BaseballCV implements several state-of-the-art computer vision models, organized by type:

Object Detection (od/)

DETR implementation for precise player, ball and equipment detection
YOLOv9 for real-time object detection with improved performance
RFDETR (Receptive Field DETR) for enhanced detection capabilities
All optimized for baseball-specific scenarios
Support for both training and inference pipelines

Vision Language Models (vlm/)

Florence2 for multi-modal understanding and queries
PaliGemma2 for enhanced contextual analysis
Support for natural language queries about baseball scenes

Model Utilities (utils/)

Function utilities for model operations
Visualization tools for detection results
Common model operations and helper functions

Functions (functions/)

Core utility functions that power BaseballCV’s capabilities:

BaseballTools

Distance to zone calculation for pitch analysis
Glove tracking and movement analysis
Comprehensive analysis of catcher positioning

DataTools

Dataset generation from videos
Automated annotation with pre-trained models
Dataset conversion between formats

LoadTools

Model loading and management
Dataset downloading and preparation
Resource handling

BaseballSavVideoScraper

Video acquisition from Baseball Savant
Pitch-level metadata retrieval
Filtering by team, pitcher, and pitch type

Utilities (utilities/)

Shared utility components:

Logger

Comprehensive logging system
Progress tracking via custom progress bars
Structured output for debugging and monitoring

Dependencies

Automatic dependency management
Git-based package installation
Compatibility verification

Datasets (datasets/)

Dataset handling and processing:

Formats

COCO format support for object detection
JSONL format for vision-language model training
YOLO format for compatibility with YOLO models

Processing

Data processing and transformation
Format conversion utilities
Augmentation strategies

Component Interaction

BaseballCV’s components are designed to work together seamlessly.
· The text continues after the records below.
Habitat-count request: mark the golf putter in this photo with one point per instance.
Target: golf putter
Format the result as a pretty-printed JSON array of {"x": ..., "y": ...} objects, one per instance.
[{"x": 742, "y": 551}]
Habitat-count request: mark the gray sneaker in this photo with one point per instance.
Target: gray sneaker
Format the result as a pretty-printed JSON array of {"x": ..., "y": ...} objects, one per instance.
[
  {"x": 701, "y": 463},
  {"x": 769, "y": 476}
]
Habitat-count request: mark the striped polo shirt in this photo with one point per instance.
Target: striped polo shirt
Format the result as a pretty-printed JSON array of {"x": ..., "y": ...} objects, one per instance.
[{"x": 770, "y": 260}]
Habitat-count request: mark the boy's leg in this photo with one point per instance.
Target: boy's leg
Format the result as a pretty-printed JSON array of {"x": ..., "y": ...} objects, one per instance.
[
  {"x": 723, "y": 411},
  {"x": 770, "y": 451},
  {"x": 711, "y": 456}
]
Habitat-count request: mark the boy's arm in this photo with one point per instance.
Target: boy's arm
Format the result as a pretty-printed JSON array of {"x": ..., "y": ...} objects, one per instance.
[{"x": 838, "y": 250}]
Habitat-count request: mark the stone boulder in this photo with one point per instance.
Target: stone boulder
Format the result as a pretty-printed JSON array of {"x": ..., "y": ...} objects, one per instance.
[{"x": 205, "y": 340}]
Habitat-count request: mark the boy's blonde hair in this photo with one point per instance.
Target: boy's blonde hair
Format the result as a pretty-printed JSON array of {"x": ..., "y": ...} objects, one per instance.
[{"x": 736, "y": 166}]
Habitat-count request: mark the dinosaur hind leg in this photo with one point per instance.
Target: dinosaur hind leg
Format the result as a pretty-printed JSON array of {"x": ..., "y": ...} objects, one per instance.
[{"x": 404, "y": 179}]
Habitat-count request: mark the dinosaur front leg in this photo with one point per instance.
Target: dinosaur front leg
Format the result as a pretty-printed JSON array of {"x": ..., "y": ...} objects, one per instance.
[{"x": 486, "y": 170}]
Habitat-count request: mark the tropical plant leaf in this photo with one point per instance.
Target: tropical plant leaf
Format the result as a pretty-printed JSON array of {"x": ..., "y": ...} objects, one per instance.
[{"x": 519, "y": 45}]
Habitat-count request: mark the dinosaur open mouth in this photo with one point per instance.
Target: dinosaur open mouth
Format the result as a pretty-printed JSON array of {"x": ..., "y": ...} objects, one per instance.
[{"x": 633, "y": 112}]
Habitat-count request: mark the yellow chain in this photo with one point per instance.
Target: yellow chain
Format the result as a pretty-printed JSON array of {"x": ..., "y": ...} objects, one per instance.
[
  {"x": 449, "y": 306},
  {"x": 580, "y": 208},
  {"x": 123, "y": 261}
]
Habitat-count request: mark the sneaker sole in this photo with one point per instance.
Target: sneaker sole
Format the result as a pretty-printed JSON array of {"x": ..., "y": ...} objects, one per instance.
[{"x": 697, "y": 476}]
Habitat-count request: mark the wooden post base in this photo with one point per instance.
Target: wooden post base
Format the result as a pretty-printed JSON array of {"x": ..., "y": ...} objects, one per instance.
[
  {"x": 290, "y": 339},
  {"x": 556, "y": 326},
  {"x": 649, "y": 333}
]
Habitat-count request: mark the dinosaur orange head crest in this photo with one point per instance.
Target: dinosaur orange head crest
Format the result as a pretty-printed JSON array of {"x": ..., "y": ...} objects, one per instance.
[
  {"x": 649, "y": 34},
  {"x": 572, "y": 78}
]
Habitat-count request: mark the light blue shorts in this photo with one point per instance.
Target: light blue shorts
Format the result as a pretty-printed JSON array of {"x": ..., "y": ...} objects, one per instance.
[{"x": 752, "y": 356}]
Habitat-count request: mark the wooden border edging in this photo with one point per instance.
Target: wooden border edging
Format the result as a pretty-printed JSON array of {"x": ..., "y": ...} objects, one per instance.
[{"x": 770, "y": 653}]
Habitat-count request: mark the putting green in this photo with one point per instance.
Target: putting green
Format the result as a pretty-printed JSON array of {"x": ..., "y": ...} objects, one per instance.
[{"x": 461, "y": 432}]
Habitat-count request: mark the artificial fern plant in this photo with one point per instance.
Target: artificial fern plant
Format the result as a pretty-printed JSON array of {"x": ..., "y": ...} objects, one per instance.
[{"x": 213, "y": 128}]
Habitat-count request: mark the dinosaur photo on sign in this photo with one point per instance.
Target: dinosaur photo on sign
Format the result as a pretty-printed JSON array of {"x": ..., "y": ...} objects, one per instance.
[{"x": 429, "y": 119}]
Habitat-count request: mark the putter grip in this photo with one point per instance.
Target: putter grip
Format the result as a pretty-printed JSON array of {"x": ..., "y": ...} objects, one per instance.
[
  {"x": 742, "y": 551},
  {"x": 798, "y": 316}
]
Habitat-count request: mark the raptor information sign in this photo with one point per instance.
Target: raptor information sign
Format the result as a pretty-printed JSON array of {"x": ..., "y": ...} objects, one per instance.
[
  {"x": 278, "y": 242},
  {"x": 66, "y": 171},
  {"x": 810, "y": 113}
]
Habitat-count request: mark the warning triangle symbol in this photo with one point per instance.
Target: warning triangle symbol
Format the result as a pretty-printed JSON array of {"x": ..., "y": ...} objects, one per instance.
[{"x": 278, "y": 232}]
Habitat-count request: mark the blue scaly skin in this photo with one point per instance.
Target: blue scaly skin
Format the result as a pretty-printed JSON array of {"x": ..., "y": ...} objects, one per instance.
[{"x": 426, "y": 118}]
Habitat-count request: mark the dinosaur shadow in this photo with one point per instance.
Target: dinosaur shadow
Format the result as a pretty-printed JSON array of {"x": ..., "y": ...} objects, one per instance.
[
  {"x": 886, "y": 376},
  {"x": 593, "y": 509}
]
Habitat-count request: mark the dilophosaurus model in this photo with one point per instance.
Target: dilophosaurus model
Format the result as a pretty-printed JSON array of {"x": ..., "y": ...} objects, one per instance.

A typical workflow might involve:

Using BaseballSavVideoScraper to obtain game footage
Processing videos with BaseballTools for analysis
Generating datasets with DataTools for model training
Training models using the appropriate model implementation
Visualizing results with the visualization tools

This modular design allows users to easily customize and extend functionality while maintaining robust integration between components.